On the way to your smart factory: the digital factory of the future.
Shorter delivery times and increased delivery reliability are crucial for a manufacturing organization's competitiveness. A key step is reducing the gap between average order lead time and actual production time. This involves not only increasing machine capacity but also optimizing internal logistics and process flows. At the same time, collecting, analyzing, and utilizing data plays a key role in improving predictability and decision-making.
Transforming a factory into a smart production environment requires more than just digitalization. A successful smart factory only emerges when technological innovation is combined with process optimization. Therefore, the transition begins with improving existing workflows based on lean manufacturing principles. Only then can digitalization truly deliver results. This creates a flexible, efficient, and future-oriented production environment in which people, processes, and technology work seamlessly together.
Shorter delivery times and higher delivery reliability are essential for the success and competitiveness of your company. Reducing the difference between the average order lead time and the net production time is an important factor in this. This is not only about using larger or faster machines, but mainly about realizing a more efficient internal logistics process. In addition, the effective collection, analysis and use of data plays a crucial role.

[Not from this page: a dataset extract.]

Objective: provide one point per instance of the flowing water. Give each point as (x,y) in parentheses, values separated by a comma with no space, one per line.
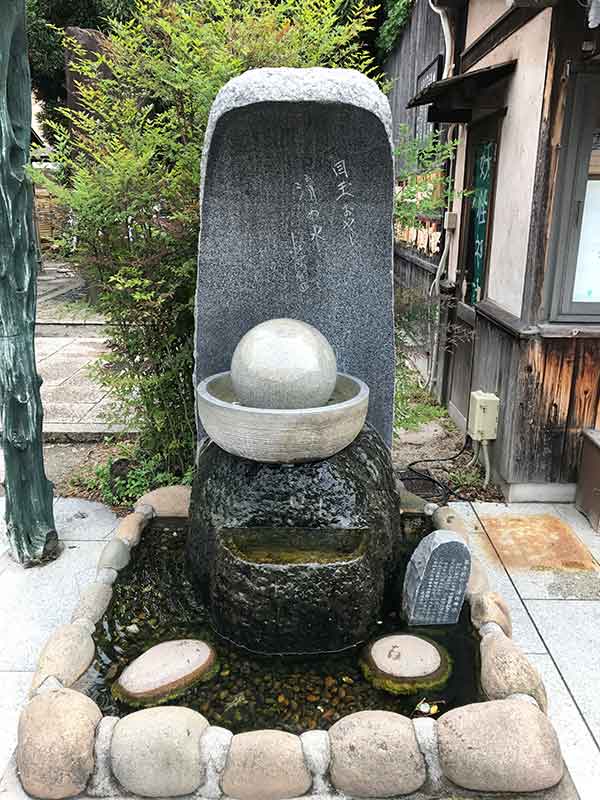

Making your factory smarter — or developing a true smart factory — is a complex and challenging process. It requires not only the use of modern technologies and digitalization, but also thorough optimization of existing processes. Before digitalization can be successfully implemented, it is therefore necessary to first thoroughly optimize the processes according to the principles of Lean manufacturing. In this way, you lay a solid foundation for a flexible, efficient and future-proof production environment.
As the digital transition continues within industry, insight into production processes is increasing, but accurate and centrally available data is often still lacking.
Every production machine generates valuable information such as meter readings, cycle times, downtimes, malfunctions, and various process parameters. This data is usually only visible locally on the control panel or in the PLC and is rarely collected or shared centrally.
By systematically unlocking this data, insight into the entire production process can be significantly increased. Engineers thus gain the ability to analyze performance, identify trends, and optimize processes. However, the question remains how to efficiently extract this data from the machine.
Solutions exist for collecting machine data for various types of controls, but each system provides the data in its own format or protocol. This makes integration complex and requires a uniform approach to standardize data and make it usable for analysis and further digitization.
As the digital transition provides more insight into the production process, accurate data about the production process is often still missing.
Usually a production machine generates very interesting data, such as: Counter readings, cycle times, stagnations, malfunctions and other measured values. This information can then be consulted locally on the control screen.
With information from machines, insight into the entire production process can be greatly enriched. But how do you get this data out?
Of course, there are a number of solutions to achieve this for a specific type of control, each of which provides data in its own format.